When I realized I needed to move, it was kind of funny how it happened. Dan noted needing to move as well, and while it was initially a joke, he approached it finally and said, “So… roommates?” And we had decided it.
From there, chaos ensued. My father got fairly sick and fairly severely so. Visiting home was chaos enough, and while it was great to see him, I also was very vulnerable. But few people understood that, and fewer were able to support me. I remember talking to my therapist when I got back, though, because I’d had a few folks helping me, and one in particular with the move.

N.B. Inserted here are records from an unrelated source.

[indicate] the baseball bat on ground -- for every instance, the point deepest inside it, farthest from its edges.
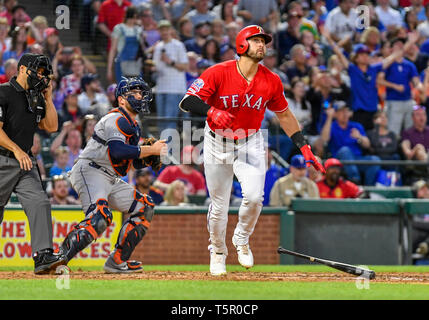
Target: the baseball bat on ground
(357, 271)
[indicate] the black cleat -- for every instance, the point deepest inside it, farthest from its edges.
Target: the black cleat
(46, 261)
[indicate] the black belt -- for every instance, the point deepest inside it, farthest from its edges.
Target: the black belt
(10, 154)
(225, 140)
(97, 166)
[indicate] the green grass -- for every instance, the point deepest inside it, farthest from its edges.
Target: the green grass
(43, 288)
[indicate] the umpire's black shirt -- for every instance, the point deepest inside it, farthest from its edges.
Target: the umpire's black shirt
(19, 121)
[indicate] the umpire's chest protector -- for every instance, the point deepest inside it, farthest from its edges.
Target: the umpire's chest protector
(131, 130)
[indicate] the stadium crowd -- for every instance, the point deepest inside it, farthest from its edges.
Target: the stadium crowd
(359, 85)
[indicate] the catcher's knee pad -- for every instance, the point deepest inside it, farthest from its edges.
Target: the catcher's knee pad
(87, 230)
(133, 230)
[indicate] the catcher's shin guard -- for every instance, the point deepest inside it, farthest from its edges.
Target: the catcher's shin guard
(87, 230)
(134, 228)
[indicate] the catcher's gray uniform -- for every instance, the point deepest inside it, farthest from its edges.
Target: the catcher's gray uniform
(96, 178)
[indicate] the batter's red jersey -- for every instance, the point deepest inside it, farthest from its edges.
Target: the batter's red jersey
(344, 189)
(221, 86)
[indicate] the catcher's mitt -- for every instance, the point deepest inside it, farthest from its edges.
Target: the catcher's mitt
(153, 161)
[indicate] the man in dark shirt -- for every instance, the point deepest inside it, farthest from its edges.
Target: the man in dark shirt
(144, 179)
(25, 104)
(415, 140)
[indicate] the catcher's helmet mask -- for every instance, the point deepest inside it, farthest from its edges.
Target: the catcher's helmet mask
(246, 33)
(37, 80)
(128, 87)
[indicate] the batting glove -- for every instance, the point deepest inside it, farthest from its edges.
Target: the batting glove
(221, 118)
(310, 159)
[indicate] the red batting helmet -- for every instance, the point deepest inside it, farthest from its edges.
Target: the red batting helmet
(250, 31)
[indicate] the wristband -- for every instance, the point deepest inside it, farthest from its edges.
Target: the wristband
(298, 139)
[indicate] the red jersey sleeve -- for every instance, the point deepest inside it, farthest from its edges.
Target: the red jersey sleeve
(278, 102)
(166, 175)
(205, 85)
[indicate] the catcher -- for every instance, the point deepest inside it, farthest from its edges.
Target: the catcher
(109, 154)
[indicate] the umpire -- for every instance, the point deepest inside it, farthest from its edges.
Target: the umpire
(25, 104)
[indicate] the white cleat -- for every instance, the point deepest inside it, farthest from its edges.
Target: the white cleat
(245, 256)
(217, 264)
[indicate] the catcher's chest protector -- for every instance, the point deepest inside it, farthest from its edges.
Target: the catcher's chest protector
(131, 130)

What Dan did for me, I cannot explain. Understanding that I was getting anxious about moving, knowing what I was going through, not only did he find a place we both agreed on and liked, that fit all our qualifications, but he took on the task of getting all the things in order. Cable, utilities, lease stuff… all of it. As I fretted and worried about packing and moving, Dan came in and helped. He did more than help. He took a burden I could not carry alone and guided me.
I imagine trust as this wild beast. It growls and snarls and whips around. But occasionally, someone comes along, sees it, and isn’t afraid. It either recognizes the beast or isn’t afraid, and gets closer. Without the beast knowing it’s there, it comforts the creature, caring for it until it is right there, holding it, the beast now a gentle creature, loyal to that person.
I’ve learned to trust. Chris has been a guide for me in my time of concern and fear, he has come and helped me without even thinking about it. Well, he thought about it and decided to help ;) I’ve had Elias to talk to when I needed it, to listen and distract me, to make me think about something else. Nick has been there to talk to and to learn with. I’ve had countless people carefully approach the beast and learn to show that they are not threats and that it is not a beast. It is a wounded, battered, and hurt creature.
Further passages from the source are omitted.